Offenbartl K, Christensen P, Gullstrand P, Prellner K, Seger R A
J Surg Res. 1986 Mar;40(3):198-201. doi: 10.1016/0022-4804(86)90151-4.
A rat model was used to evaluate the possible effect on experimental postsplenectomy sepsis of a human gamma-globulin preparation for intravenous use (Sandoglobulin). Sixty splenectomized male Sprague-Dawley rats were given 3 X 10(3) Streptococcus pneumoniae type 1 intravenously. Twelve of the animals received no treatment and all died, in contrast to 12 sham-operated controls which all survived the challenge. The remaining splenectomized rats were divided into four groups, each consisting of 12 animals. One group was given 120 mg human gamma-globulin twice intraperitoneally (0.3 g/kg body wt), at 18 and 42 hr, after challenge; 10 of the 12 survived, in contrast to none of the 12 in the second group receiving 120 mg human albumin instead of gamma-globulin (P = 0.00003). When the injections were delayed to 24 and 48 hr, 9/12 gamma-globulin-treated animals still survived, in contrast to 0/12 in the albumin group. These findings point to new possibilities for treatment and perhaps prevention of overwhelming postsplenectomy sepsis by administration of high doses of gamma-globulins.

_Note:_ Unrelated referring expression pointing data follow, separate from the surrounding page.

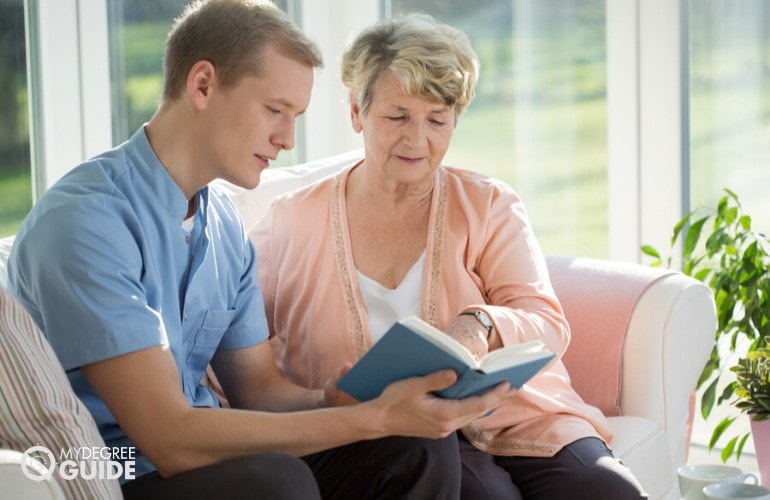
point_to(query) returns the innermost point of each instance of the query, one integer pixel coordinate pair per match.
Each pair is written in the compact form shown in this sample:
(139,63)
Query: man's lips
(263,160)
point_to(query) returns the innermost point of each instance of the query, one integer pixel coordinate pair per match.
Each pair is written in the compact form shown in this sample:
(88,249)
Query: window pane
(138,30)
(730,125)
(539,118)
(15,161)
(730,104)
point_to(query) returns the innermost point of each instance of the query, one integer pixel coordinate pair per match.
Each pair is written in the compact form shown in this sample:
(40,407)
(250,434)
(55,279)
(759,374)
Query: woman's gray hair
(427,57)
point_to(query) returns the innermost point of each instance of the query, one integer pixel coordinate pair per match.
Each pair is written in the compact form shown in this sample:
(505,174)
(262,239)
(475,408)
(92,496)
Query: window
(15,158)
(729,121)
(539,118)
(730,104)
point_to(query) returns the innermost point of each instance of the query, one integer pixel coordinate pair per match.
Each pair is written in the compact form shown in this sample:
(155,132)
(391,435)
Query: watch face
(484,319)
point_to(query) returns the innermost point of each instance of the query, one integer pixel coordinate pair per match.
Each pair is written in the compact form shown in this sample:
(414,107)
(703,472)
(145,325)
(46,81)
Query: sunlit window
(15,162)
(539,119)
(730,104)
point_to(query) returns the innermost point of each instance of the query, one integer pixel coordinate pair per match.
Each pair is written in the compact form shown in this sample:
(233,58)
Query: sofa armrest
(668,341)
(640,338)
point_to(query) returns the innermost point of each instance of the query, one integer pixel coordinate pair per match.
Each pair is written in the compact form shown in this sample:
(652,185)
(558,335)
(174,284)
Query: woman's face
(405,136)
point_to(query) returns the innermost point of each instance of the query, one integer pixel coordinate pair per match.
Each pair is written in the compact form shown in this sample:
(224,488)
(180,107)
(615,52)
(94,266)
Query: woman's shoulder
(470,181)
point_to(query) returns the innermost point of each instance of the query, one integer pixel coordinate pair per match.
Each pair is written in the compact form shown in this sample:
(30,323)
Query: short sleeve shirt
(104,267)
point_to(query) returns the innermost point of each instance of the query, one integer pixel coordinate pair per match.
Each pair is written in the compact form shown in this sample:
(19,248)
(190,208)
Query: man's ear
(355,114)
(201,81)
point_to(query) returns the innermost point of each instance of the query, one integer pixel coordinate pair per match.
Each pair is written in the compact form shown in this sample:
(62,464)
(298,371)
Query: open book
(412,347)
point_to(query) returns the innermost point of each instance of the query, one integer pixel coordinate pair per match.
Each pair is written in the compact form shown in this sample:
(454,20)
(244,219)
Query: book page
(441,339)
(513,355)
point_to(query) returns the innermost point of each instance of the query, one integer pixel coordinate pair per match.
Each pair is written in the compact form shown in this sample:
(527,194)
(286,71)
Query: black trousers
(393,468)
(585,469)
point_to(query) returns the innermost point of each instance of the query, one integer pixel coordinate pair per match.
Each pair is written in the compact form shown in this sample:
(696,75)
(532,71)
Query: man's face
(254,120)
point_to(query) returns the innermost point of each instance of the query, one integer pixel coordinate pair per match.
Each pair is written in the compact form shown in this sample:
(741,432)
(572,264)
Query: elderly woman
(398,234)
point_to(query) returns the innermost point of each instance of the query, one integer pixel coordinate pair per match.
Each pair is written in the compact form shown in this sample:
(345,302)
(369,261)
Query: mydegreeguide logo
(39,463)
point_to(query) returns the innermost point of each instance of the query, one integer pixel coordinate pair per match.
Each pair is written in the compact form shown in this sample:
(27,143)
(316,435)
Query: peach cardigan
(480,252)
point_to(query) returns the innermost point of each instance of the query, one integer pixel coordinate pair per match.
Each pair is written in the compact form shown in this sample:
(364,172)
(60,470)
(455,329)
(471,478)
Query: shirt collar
(165,191)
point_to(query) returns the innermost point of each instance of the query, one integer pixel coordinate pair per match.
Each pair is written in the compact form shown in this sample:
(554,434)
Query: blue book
(412,347)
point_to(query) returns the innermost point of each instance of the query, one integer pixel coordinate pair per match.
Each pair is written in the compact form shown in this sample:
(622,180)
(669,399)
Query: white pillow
(37,404)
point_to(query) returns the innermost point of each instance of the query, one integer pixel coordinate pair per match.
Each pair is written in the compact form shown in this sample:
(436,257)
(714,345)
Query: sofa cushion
(37,405)
(599,297)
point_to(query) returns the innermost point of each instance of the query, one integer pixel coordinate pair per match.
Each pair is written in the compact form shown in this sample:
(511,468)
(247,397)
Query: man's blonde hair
(428,58)
(232,35)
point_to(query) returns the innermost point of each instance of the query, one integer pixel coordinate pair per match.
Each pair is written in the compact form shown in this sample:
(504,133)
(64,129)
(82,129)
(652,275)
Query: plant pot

采用大鼠模型评估静脉用人γ球蛋白制剂(Sandoglobulin)对实验性脾切除术后败血症的可能影响。60只脾切除的雄性Sprague-Dawley大鼠静脉注射3×10³ 1型肺炎链球菌。12只动物未接受治疗,全部死亡,而12只假手术对照组在接受挑战后全部存活。其余脾切除的大鼠分为四组,每组12只动物。一组在接受挑战后的18小时和42小时经腹腔给予两次120mg人γ球蛋白(0.3g/kg体重);12只中有10只存活,而接受120mg人白蛋白而非γ球蛋白的第二组12只动物无一存活(P = 0.00003)。当注射时间延迟至24小时和48小时时,接受γ球蛋白治疗的动物中有9/12存活,而白蛋白组为0/12。这些发现指出了通过给予高剂量γ球蛋白治疗甚至预防严重脾切除术后败血症的新可能性。